By David Fong
OKLAHOMA CITY, Okla. — The high school wrestling season didn’t end the way Olivia Shore had hoped.
Now she’s going to make the rest of the country pay.
“For sure, it definitely put a fire under me,” said Shore, a freshman on the Miami East wrestling team. “It wasn’t the way I wanted to end the season, so I wanted to come out and prove something.”
Last month, Shore had hoped to become just the second girl in Ohio history to earn a trip to the Ohio High School Athletic Association state wrestling tournament. After winning a Division III sectional championship and carrying a No. 1 seed into districts, she appeared to be well on her way to doing just that.
That’s when the wheels fell off, however, as Shore made it to the semifinals at 106 pounds — one match away from a state berth — only to lose her next three matches in a row and be forced to settle for sixth place. The top four in each weight class at districts qualify for the state meet.
“I didn’t wrestle well,” Shore said. “I didn’t wrestle my match. I had a shoulder injury, but that’s no excuse. I should have wrestled better.”
Shore didn’t have much time to wallow in self-pity, however. After she watched her brother Graham, a senior at Miami East, capture a state championship at 120 pounds, she was ready to get back on the mat herself.

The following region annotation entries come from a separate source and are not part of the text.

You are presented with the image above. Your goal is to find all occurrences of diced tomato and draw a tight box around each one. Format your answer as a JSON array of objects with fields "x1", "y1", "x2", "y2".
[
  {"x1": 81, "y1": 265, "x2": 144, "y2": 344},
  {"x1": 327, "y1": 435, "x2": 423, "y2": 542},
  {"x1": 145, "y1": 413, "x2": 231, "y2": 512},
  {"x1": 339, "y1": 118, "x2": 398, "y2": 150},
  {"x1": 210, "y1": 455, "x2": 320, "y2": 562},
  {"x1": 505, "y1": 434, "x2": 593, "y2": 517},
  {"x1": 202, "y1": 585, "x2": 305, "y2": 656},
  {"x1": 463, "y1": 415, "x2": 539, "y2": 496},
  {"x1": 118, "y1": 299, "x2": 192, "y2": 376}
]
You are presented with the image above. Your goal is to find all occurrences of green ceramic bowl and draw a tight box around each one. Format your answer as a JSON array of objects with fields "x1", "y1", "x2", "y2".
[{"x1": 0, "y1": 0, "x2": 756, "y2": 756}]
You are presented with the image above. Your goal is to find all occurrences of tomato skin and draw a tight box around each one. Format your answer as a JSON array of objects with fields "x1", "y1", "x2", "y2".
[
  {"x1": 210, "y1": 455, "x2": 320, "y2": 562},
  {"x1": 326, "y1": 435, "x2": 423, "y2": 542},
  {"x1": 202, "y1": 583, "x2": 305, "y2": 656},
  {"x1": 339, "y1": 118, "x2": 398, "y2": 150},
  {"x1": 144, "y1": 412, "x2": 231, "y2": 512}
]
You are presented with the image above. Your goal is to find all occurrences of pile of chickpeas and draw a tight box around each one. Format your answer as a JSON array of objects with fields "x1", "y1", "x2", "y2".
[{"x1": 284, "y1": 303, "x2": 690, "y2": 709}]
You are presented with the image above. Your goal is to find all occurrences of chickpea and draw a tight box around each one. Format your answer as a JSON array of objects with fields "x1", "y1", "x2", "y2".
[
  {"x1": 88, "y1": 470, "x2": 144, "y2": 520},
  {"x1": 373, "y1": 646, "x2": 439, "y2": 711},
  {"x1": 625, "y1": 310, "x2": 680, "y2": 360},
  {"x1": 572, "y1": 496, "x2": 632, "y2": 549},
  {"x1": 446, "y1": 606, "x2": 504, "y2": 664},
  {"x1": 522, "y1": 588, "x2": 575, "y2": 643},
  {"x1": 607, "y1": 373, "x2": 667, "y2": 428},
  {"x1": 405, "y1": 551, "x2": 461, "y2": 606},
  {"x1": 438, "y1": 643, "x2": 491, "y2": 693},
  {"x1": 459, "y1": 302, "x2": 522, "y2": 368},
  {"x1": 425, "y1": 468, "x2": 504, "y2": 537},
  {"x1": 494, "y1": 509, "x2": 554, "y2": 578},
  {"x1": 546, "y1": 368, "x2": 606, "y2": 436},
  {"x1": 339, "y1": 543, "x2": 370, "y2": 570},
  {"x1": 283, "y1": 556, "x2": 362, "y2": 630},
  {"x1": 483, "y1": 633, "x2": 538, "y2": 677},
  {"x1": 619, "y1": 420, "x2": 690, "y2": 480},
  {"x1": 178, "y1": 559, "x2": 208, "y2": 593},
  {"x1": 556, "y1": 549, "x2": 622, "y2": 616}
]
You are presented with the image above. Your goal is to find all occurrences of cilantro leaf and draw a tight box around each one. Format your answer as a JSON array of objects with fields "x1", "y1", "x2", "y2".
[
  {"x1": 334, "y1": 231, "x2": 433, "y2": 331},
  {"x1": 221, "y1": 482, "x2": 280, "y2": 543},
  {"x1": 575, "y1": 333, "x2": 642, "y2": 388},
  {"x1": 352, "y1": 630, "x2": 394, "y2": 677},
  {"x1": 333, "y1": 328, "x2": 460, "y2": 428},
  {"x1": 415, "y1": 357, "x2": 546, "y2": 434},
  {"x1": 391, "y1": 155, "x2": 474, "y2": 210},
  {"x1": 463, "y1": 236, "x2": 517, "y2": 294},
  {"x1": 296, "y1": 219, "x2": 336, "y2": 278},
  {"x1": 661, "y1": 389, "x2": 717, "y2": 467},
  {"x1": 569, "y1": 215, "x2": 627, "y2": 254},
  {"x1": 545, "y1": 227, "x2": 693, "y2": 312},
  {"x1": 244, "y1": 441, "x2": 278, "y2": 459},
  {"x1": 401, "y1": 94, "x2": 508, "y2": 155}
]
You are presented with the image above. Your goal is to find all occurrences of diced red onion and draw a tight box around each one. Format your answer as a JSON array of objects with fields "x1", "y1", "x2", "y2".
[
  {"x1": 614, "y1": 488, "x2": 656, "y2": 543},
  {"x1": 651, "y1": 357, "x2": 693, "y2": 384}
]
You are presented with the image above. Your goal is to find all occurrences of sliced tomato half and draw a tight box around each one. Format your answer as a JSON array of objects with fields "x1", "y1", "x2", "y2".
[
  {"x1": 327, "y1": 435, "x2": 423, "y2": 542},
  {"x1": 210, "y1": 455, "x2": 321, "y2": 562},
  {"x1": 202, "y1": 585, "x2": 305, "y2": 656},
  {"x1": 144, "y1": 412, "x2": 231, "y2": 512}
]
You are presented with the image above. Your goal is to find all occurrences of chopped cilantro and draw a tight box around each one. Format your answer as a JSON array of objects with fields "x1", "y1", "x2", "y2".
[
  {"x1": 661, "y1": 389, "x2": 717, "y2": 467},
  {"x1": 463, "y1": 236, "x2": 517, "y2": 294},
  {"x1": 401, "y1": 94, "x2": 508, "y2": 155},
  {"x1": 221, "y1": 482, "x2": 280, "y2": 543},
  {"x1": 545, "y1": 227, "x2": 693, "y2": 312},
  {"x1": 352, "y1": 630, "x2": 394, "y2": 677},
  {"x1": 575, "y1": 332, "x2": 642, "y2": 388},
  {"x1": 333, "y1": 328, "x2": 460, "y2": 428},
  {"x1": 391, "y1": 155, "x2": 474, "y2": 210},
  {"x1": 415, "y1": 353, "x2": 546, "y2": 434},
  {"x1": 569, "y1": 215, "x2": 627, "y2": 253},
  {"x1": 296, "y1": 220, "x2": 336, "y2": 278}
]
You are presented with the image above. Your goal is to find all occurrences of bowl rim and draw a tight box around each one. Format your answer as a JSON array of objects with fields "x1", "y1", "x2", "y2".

Shore, who wrestled almost exclusively against boys during her high school season — posting an impressive 36-10 record along the way — was back competing exclusively against girls last weekend.
Shore captured her sixth national title at the U.S. Marine Corps Girls Cadet Folkstyle Nationals in Oklahoma City, taking first place at 106 pounds. Last summer, she also captured a cadet freestyle national title, allowing her to compete on the cadet world team in Greece.
“Wrestling against the boys definitely helped me,” Shore said of her high school season. “It’s a different mindset wrestling against boys and wrestling against girls. Boys are super strong, so I have to rely more on my technique when I wrestle them. Girls are strong, too, but I am as strong as them. I can use my technique and my strength when I wrestle against girls. I feel like I can be more aggressive when I wrestle against girls. I don’t have to worry about their strength as much.”
Shore had to win five matches to claim her sixth title. In the opening match, she pinned Jenavi Alejandro in 1:59. In her second match, she defeated Catherine Bertrand, 5-4. That led to her quarterfinal match against Victoria Nunez, which she won 9-2. In the semifinals, she needed just 48 seconds to pin Cayden Condit.
That set up a finals match against Texas wrestler Samara Chavez, the 2017 national champion at 106 pounds. Shore had placed third at 100 pounds in last year’s tournament. Shore — wrestling up one weight class — went into the bout ranked third in the nation at 100 pounds, while Chavez came in ranked No. 7 at 106 pounds.
Shore held a 6-5 lead in the third period, then scored a takedown for the 8-5 final margin of victory.
“It felt great,” Shore said of winning another national title and finding some redemption after the frustrating end to her high school season.
Shore will continue to wrestle in girls tournaments this spring and summer. She said her long-term goal remains the same as it has since she was a little girl — to compete for the United States in the Summer Olympics on the women’s wrestling team. She’ll be 18 by the time the 2020 Olympics in Tokyo roll around — they would take place the summer before her senior year at Miami East. If she doesn’t qualify for the 2020 Olympics, she’d be looking toward the 2024 Olympics in Paris.
“That’s something I dream about almost every day,” She said. “I’ve woke up every day since I was a little girl willing to do whatever it takes to make the Olympics. If I could make it in 2020, that would be awesome. If not, my goal would be to make it in 2024. I’ve got some time.”